Photo courtesy of maxedaperture

Immigration March III, courtesy of maxedaperture

If you don’t make it past the first few pages of the Metro section you’d miss it – WaPo reported today that the D.C. Board of Elections still hasn’t managed to certify the primary election results. To some extent it doesn’t matter – we’re assured the announced results won’t change and this is just a legal formality.  However the fact that it’s two weeks on and they still haven’t managed to complete this task certainly raises certain questions about how well they’re going to handle the upcoming Presidental election.

DCBE’s own statistics show this primary had a turnout of less that 13% of the registred voters. The 2004 certified results [pdf] listed a 59% turnout – more than four times as many ballots cast. That doesn’t even address the higher interest in this election or the 12,000 additional voters on the rolls now – a 4% increase with another week and a half left for D.C. residents to register to vote.

Here’s hoping they get their act together by November.

Well I used to say something in my profile about not quite being a “tinker, tailor, soldier, or spy” but Tom stole that for our about us page, so I guess I’ll have to find another way to express that I am a man of many interests.

Hmm, guess I just did.

My tastes run the gamut from sophomoric to Shakespeare and in my “professional” life I’ve sold things, served beer, written software, and carried heavy objects… sometimes at the same place. It’s that range of loves and activities that makes it so easy for me to love DC – we’ve got it all.
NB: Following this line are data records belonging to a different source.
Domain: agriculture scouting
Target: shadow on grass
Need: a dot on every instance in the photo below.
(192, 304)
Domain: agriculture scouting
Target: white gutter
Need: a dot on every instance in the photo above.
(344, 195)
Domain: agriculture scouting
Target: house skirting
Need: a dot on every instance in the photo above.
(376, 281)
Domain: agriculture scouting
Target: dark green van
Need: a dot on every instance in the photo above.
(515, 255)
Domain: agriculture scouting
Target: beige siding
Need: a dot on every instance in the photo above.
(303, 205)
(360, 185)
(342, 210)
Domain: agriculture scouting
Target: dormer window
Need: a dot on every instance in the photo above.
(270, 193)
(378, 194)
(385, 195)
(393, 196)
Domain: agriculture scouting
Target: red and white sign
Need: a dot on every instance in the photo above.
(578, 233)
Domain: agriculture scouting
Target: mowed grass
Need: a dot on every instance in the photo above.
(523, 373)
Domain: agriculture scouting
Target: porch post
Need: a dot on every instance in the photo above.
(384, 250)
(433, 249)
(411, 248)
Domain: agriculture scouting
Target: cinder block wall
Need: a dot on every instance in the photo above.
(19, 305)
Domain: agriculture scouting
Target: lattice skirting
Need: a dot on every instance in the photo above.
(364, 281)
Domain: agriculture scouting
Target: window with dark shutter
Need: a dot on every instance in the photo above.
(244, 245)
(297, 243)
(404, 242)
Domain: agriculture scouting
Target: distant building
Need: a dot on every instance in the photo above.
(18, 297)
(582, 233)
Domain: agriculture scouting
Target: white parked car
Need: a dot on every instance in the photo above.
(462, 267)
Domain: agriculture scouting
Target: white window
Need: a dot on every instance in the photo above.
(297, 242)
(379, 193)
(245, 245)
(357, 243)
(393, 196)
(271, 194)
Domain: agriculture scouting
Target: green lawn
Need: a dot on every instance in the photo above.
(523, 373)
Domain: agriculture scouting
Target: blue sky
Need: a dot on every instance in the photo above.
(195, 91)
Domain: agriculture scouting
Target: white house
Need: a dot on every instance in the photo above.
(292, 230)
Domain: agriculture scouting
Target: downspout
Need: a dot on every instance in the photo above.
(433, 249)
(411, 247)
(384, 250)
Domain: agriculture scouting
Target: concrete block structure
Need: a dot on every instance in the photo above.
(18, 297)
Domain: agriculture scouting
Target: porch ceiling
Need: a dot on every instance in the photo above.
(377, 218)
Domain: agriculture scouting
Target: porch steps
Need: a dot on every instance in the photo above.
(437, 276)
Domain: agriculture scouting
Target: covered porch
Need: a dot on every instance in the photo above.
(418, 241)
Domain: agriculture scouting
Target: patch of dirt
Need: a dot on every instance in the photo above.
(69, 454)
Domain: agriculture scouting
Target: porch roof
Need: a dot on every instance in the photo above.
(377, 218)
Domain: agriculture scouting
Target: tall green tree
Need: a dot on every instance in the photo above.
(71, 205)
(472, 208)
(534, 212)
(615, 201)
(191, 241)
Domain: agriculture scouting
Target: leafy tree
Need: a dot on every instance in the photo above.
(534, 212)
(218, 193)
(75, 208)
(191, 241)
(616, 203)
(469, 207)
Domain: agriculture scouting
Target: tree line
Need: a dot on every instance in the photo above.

One thought on “The opposite of reassuring

  1. I’ll come right out and say: It’s not looking good for November for the DC polls. The difficulties in the code of the optical scan recognition machines are still being tracked down (as of Kojo’s show a week or so ago?) and it’s unlikely that any fixes could be applied to all of the voting machines in time for the November general elections.

    Now, the good thing about optical scan ballots is that they, unlike all these touch-screen receiptless machines in VA, can be hand counted if the worst comes to worst. However, that’s still some 400,000 ballots that would need to be hand-counted, which is something no one should hope for. Especially when we need, now more than ever, electoral confidence in the results.